On Friday, in those moments of sudden stillness, N tells me that apparently the body releases some kind of paralyzing chemical during sleep, which is why, he says (after telling me not to quote him on this), you sometimes have those moments during dreams in which you're frantically, desperately trying to move but cannot.
I've had dreams like that: I want to run or get up or turn but I'm stuck, leaden, right where I am, as if some greater force is exacting control over my limbs. I wake up with a start, relieved to realize, though it takes some time, that my body is mine again, that I'm free to move as I please.
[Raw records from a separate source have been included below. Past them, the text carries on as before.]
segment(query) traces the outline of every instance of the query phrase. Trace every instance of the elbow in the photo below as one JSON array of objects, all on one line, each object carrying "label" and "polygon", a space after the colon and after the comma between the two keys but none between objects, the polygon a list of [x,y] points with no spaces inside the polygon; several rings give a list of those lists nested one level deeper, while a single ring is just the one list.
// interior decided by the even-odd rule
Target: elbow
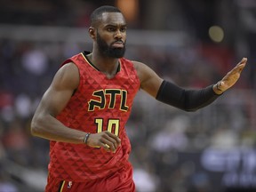
[{"label": "elbow", "polygon": [[40,136],[40,132],[42,132],[42,130],[40,127],[41,127],[40,126],[40,121],[34,117],[31,121],[31,126],[30,126],[31,135]]},{"label": "elbow", "polygon": [[198,109],[199,109],[198,108],[183,108],[183,110],[186,111],[186,112],[196,112]]}]

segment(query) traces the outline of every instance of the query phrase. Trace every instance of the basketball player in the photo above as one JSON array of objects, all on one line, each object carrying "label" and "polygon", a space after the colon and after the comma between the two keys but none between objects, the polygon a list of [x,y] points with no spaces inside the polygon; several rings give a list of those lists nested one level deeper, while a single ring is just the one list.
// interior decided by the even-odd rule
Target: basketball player
[{"label": "basketball player", "polygon": [[134,192],[125,124],[138,91],[195,111],[233,86],[247,60],[215,84],[185,90],[162,79],[147,65],[124,58],[126,22],[117,8],[96,9],[89,35],[92,51],[62,64],[31,123],[33,135],[50,140],[45,191]]}]

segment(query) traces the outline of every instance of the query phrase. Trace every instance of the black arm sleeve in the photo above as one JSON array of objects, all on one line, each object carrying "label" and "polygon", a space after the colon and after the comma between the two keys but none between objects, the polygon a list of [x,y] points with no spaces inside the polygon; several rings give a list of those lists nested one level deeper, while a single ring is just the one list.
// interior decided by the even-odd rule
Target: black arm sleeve
[{"label": "black arm sleeve", "polygon": [[213,102],[220,95],[208,86],[199,90],[186,90],[164,81],[156,99],[185,111],[196,111]]}]

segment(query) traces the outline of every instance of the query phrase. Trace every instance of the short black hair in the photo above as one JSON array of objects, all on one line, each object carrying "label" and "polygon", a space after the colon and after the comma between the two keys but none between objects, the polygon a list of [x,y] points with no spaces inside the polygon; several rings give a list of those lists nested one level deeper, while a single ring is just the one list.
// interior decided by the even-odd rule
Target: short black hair
[{"label": "short black hair", "polygon": [[115,6],[110,6],[110,5],[100,6],[95,9],[92,12],[91,17],[90,17],[91,26],[94,26],[97,21],[101,20],[103,12],[121,12],[121,11],[117,7],[115,7]]}]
This morning I thought of that dreaming, of that sleepy paralysis, and realized that, if you (like me) go in for the occasional grand extrapolation, you might say that much of the grand ol' US of A is on the cusp of being pulled out of just such a dream. It was a long one, and exhausting, in which we thought we could move or scream or do something, anything, to stop feeling like so much was out of our control (and quite possibly getting worse all the while). Something kept us frustratingly still.
But it's morning in America, my friends, and I don't mean the Reagan kind of morning. I mean the kind when we wake up and understand that we can move again, understand that our futile attempts to shift our frozen limbs or open our mouths and hear something come out are over, understand that though much of the past eight years were significantly more than just a bad dream, they're over.
Tomorrow morning, human voices will wake us, but with apologies to TSE, we won't drown. At long last, the senseless, useless flailing and sinking are over.
We won't drown. We'll swim, finally, toward what looks once again like a reachable shore.